6La première partie de l’essai introductif donnera une présentation biographique succincte de Walter Eucken, tout en précisant son parcours et son rôle clef dans la constitution même d’une véritable école de pensée ordolibérale. Nous rappellerons ensuite les fondements épistémologiques qui sous-tendent la pensée de Eucken dès la fin des années 1930, en insistant particulièrement sur le concept d’Ordre (Ordnung) qui – se rattachant sous le vocable « ordo- » au libéralisme – donne une signification très particulière au néolibéralisme allemand. Cette première partie reconstruit donc les bases philosophiques de l’article de 1948 présenté ici. La deuxième partie discutera le projet politique que Eucken développe dans l’après-guerre. À ce titre, nous verrons que son rejet de la mise en place d’une économie planifiée est fondé sur des arguments à la fois économiques, politiques et moraux. Eucken envisage alors l’ordre concurrentiel comme la seule réponse adéquate aux grands enjeux du xxe siècle, donnant le cadre à un ensemble de politiques économiques.
Notes de bas de page
1 Des personnalités politiques de premier plan mobilisent régulièrement Eucken comme figure tutélaire. C’est par exemple le cas de la chancelière Angela Merkel, du ministre des Finances Wolfgang Schäuble ou encore de l’économiste Lars Feld, directeur du Walter Eucken Institut de Fribourg et l’un des « cinq sages » conseillers du gouvernement.
2 L’article existe dans une version partiellement traduite en anglais sous le titre « What kind of social order? » (1948). Par la suite, toutes les citations provenant de textes en langue étrangère seront traduites en français par nos soins.

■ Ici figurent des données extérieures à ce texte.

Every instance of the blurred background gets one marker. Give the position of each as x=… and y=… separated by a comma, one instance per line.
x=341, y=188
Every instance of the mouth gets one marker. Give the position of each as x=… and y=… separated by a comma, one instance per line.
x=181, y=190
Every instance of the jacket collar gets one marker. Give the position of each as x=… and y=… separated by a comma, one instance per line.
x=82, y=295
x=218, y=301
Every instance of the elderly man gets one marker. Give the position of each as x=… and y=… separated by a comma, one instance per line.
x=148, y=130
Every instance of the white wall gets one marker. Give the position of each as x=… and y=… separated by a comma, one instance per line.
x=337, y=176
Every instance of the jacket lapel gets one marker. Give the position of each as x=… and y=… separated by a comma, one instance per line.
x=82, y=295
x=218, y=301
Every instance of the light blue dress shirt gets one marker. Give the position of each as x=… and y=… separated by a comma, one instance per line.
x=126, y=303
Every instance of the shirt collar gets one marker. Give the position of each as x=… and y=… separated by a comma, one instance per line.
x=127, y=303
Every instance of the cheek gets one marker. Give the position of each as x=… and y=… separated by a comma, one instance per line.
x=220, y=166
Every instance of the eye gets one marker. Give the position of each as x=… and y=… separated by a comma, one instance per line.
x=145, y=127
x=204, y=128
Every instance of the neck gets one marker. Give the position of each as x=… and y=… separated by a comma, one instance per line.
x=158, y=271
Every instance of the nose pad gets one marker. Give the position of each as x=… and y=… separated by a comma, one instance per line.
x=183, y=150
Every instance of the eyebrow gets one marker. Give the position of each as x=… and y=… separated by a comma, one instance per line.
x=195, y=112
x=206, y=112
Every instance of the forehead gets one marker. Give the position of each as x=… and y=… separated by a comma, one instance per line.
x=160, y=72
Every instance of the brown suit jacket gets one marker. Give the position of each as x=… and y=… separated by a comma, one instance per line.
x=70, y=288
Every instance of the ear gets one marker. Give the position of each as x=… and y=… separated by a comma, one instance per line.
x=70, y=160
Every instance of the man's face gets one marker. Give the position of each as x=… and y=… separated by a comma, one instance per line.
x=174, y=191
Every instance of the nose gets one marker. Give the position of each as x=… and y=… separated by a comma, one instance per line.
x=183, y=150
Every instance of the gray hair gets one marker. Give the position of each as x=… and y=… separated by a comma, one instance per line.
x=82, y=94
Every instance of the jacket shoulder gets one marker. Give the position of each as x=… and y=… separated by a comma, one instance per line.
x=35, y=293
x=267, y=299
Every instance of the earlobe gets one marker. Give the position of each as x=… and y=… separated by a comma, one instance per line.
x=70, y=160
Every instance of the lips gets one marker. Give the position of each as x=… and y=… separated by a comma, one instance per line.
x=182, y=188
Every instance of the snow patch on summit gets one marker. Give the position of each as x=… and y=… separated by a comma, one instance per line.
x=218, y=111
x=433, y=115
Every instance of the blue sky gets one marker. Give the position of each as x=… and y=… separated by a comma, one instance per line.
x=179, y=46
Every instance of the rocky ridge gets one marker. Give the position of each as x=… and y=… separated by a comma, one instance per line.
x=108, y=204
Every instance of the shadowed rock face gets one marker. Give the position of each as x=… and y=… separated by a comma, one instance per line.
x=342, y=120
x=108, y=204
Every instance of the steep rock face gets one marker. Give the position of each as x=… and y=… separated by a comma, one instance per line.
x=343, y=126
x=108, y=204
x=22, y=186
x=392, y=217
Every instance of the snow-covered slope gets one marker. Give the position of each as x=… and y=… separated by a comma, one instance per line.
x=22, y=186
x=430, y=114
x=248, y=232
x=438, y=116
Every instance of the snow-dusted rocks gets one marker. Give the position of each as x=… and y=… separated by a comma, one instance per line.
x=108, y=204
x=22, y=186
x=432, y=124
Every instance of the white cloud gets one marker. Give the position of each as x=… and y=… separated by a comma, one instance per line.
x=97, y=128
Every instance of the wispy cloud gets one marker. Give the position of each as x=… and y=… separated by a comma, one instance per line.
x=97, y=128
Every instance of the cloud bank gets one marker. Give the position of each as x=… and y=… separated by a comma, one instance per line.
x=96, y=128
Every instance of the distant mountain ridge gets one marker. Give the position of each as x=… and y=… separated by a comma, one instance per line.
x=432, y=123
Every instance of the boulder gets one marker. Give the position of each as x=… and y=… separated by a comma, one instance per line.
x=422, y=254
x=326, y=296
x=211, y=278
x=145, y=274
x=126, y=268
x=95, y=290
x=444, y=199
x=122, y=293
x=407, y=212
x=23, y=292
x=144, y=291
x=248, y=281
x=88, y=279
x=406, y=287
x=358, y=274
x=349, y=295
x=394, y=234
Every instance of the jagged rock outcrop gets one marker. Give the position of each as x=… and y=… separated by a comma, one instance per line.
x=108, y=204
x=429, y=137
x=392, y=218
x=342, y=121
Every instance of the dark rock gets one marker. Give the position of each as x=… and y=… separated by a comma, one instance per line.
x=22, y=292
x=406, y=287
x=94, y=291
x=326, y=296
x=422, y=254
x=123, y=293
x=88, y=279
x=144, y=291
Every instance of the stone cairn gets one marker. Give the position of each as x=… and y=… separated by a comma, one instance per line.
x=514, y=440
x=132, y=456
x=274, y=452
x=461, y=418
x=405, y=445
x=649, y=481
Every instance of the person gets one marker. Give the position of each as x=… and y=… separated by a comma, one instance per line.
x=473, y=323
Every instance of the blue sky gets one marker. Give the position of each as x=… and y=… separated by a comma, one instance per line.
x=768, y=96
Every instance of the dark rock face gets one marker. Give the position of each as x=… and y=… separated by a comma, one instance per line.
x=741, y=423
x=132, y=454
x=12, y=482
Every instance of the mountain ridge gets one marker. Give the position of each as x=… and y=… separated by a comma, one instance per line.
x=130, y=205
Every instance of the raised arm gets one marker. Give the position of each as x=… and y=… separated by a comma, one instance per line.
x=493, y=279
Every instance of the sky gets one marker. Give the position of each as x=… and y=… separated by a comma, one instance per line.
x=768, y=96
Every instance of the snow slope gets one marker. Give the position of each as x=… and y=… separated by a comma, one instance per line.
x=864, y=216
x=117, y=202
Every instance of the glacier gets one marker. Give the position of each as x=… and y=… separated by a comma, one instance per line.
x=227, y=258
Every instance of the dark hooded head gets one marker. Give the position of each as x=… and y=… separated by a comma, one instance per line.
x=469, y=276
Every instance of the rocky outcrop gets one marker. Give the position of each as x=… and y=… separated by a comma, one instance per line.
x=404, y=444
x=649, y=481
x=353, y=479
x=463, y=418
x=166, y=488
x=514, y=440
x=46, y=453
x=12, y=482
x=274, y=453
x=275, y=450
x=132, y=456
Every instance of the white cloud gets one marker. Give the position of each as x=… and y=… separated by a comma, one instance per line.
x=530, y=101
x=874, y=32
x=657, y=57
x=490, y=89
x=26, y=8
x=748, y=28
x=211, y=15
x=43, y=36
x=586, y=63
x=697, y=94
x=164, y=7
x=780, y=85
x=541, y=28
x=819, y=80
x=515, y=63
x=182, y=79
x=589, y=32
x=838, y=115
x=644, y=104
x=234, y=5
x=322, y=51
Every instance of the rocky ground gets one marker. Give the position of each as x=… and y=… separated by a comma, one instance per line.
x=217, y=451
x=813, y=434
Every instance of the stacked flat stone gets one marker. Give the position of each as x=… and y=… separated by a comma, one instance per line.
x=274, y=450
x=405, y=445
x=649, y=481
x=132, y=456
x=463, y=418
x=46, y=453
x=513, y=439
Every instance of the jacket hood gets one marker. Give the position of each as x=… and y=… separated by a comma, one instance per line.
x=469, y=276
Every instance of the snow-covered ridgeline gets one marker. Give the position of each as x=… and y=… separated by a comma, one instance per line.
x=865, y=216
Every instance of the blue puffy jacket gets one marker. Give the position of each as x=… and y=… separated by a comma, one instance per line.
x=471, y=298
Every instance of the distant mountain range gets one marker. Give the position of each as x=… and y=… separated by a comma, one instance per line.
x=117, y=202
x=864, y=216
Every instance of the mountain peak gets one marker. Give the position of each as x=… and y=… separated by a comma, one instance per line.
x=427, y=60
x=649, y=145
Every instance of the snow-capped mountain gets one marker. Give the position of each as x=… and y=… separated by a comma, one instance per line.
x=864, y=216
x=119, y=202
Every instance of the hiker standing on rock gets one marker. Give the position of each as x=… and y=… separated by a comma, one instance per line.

3 Une version anglaise de l’ouvrage est publiée en 1950 sous le titre The Foundations of Economics, dans la traduction de Terence Hutchison.

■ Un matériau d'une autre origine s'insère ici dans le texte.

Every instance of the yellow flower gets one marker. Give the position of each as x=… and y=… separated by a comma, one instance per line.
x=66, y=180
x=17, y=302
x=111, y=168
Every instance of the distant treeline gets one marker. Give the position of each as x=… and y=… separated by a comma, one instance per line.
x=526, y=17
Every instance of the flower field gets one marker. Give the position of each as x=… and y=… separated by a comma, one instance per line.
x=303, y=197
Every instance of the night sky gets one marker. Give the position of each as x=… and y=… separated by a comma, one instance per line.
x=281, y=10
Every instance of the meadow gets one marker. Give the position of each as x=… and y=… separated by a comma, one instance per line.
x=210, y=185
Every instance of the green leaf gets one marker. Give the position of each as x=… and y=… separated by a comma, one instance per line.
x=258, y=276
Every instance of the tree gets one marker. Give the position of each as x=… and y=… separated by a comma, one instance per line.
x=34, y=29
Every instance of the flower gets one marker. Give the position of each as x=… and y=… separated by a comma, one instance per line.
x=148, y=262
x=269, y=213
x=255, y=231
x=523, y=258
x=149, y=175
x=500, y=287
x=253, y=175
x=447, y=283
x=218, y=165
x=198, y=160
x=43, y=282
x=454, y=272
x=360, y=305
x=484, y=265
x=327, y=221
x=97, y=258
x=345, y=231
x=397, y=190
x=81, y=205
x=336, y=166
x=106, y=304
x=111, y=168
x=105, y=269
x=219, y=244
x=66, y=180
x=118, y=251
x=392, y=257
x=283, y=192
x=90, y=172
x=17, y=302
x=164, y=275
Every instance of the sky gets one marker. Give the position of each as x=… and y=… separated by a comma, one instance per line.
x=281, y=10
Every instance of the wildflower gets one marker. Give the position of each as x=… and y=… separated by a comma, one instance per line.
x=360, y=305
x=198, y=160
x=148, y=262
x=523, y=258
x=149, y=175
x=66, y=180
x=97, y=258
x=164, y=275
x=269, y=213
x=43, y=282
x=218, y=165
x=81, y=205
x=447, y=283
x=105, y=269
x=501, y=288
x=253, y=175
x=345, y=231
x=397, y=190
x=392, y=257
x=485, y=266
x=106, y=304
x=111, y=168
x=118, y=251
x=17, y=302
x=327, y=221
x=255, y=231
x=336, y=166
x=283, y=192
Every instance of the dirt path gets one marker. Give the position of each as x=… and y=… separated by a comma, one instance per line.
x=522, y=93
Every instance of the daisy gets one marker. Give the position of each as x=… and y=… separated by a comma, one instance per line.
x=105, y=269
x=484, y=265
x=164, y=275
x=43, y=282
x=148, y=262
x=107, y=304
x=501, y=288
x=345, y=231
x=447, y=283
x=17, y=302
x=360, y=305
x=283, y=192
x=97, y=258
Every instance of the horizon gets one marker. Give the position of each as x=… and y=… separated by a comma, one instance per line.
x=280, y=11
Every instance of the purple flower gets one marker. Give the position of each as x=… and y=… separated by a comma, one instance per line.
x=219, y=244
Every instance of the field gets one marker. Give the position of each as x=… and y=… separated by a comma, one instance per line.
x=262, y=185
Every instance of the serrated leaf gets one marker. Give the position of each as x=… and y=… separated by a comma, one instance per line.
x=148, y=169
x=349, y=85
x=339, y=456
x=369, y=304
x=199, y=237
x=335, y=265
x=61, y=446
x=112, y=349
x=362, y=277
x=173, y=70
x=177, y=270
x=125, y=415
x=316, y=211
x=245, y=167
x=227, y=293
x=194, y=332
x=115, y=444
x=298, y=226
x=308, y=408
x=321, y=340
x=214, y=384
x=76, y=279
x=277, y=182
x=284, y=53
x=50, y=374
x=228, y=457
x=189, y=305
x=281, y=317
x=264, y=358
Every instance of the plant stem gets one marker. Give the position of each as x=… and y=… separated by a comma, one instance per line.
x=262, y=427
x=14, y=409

4 C’est lors du colloque Lippmann de 1938 que le terme de « néolibéral » avait été fondé (Audier 2008). Cependant, les libéraux allemands présents (Röpke, Rüstow en particulier) n’étaient pas très satisfaits de cette terminologie et continuaient de se distinguer des néolibéraux anglo-saxons dans leur opposition ferme à la concentration économique (voir aussi Ptak 2009).
5 Outre l’article ici commenté de Eucken, le premier numéro de la revue Ordo rassemble les contributions de Franz Böhm, Friedrich A. Hayek, Hans Otto Lenel, Fritz W. Meyer, Leonhard Miksch, Alfred Müller-Armack et Wilhelm Röpke.
6 Pour une lecture des cours de Foucault en lien avec l’ordolibéralisme, le lecteur intéressé pourra consulter les travaux de Thomas Lemke (2001) et de Keith Tribe (2009).
7 Dans le cas français, on mentionnera notamment La nouvelle raison du monde de Pierre Dardot et Christian Laval (2009), ainsi que Néolibéralisme(s) de Serge Audier (2012).